Home and worksite are the same location for most farm
operations, exposing farm family members to hazards associated
with animals, machinery, tools, and chemicals. Farming
activities are dictated by weather, season, and climate.
During planting and harvesting periods, farmers, their
family members, and hired workers tend to work long hours
while operating equipment and handling livestock. Farmers
and farmworkers often work alone and far from medical
assistance. Measures of fatalities and injuries relative
to other occupations indicate the safety of the farming
occupation.
Farming has one of the highest fatality rates of all
occupations, according to the U.S. Department of Labor.
While the overall fatality rate in the United States in
2007 was 3.7 per 100,000 workers, the rate for those with
farming or ranching as a major occupation was more than
nine times that rate—38.4 per 100,000. Nearly three-quarters
of the fatalities in farm operator households occur in
households where farming is the operator’s major
occupation.
d
The Department of Labor reports that fatal injuries,
as a rate per 100,000 workers, generally increased for
farmers and ranchers, while the fatality rate for all
U.S. workers declined further between 1992 and 2007. The
fatality rate for crop production has averaged more than
twice that for animal production.
d
Farm Operators' Perceptions
About Satisfaction With Their Place of Residence
A subjective indicator of the well-being of farm households
is self-reported satisfaction with quality of life.
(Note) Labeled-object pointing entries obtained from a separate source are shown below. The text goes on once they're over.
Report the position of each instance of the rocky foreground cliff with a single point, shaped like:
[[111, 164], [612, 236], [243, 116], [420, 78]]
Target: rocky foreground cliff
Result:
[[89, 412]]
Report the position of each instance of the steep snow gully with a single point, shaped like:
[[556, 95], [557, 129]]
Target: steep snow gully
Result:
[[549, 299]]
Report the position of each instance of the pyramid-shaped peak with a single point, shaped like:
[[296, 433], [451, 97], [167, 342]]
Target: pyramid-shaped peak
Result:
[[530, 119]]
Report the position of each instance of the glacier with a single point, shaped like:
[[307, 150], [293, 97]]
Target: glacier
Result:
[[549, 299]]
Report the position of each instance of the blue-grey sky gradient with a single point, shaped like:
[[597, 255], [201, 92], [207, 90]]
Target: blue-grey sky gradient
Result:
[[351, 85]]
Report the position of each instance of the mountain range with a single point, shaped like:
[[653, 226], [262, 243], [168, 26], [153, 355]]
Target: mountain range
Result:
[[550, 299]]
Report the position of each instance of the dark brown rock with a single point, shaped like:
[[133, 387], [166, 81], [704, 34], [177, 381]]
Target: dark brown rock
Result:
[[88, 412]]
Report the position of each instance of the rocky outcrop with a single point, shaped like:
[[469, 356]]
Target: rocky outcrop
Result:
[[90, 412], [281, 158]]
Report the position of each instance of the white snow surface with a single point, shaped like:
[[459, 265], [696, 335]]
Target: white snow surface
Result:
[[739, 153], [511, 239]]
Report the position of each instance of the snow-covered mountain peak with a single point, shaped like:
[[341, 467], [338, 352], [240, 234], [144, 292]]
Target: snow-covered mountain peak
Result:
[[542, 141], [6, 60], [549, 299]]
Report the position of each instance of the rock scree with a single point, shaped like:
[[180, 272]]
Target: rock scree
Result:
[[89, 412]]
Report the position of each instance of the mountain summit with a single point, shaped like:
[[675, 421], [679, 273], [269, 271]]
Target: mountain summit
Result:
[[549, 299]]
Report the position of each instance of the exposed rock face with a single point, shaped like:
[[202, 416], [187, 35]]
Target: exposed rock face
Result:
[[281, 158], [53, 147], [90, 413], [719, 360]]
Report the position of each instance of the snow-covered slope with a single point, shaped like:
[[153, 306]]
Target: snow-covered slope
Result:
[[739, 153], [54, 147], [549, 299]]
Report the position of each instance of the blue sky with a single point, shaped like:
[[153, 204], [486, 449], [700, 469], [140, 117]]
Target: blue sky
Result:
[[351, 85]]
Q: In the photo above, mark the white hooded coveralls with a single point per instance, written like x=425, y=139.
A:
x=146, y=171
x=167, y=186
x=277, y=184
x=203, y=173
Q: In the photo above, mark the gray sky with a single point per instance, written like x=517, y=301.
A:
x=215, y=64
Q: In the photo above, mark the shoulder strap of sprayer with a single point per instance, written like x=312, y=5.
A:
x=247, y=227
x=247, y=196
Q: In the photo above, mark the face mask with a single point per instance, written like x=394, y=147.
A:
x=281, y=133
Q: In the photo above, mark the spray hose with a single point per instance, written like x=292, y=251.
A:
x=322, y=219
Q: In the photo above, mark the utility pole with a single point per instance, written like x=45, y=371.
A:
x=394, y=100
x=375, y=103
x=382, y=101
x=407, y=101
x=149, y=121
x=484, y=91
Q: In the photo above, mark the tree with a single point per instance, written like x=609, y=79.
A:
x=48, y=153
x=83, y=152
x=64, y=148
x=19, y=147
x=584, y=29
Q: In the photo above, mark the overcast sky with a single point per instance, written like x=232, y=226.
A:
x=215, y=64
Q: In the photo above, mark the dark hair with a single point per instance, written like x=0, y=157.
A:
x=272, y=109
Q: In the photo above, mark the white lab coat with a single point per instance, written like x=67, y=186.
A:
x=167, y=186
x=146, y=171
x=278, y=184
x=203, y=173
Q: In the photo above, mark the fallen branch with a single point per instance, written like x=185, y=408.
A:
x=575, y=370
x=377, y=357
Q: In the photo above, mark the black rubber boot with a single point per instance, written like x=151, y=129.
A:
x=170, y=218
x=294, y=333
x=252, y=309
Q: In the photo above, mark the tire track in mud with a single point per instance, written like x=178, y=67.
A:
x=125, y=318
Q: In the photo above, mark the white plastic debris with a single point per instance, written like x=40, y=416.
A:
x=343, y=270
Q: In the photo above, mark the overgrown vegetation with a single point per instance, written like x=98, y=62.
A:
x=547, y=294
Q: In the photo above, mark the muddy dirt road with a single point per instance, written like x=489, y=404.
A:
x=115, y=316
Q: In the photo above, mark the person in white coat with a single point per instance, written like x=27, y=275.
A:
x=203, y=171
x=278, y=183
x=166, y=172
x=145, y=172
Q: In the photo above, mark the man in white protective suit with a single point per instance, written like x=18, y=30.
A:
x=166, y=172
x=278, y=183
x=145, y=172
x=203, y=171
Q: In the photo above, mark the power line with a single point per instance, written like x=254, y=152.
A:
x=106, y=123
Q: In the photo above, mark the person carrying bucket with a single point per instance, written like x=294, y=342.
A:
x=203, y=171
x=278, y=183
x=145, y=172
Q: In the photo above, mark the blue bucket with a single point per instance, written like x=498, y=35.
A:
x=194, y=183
In
a 2005 national survey of farm operators, respondents
were asked to identify their views about their place of
residence. In particular, they were asked to report whether
10 characteristics of their place of residence were a
major problem for them and their households. These characteristics
covered employment, health, education, geographic access
to, and social environment.
More farmers (nearly one-third) identified access to
airports as a major problem with their place of residence
than any other characteristic. A close second (30 percent)
was crime and vandalism. In contrast, only 6 percent indicated
that access to schools was a major concern.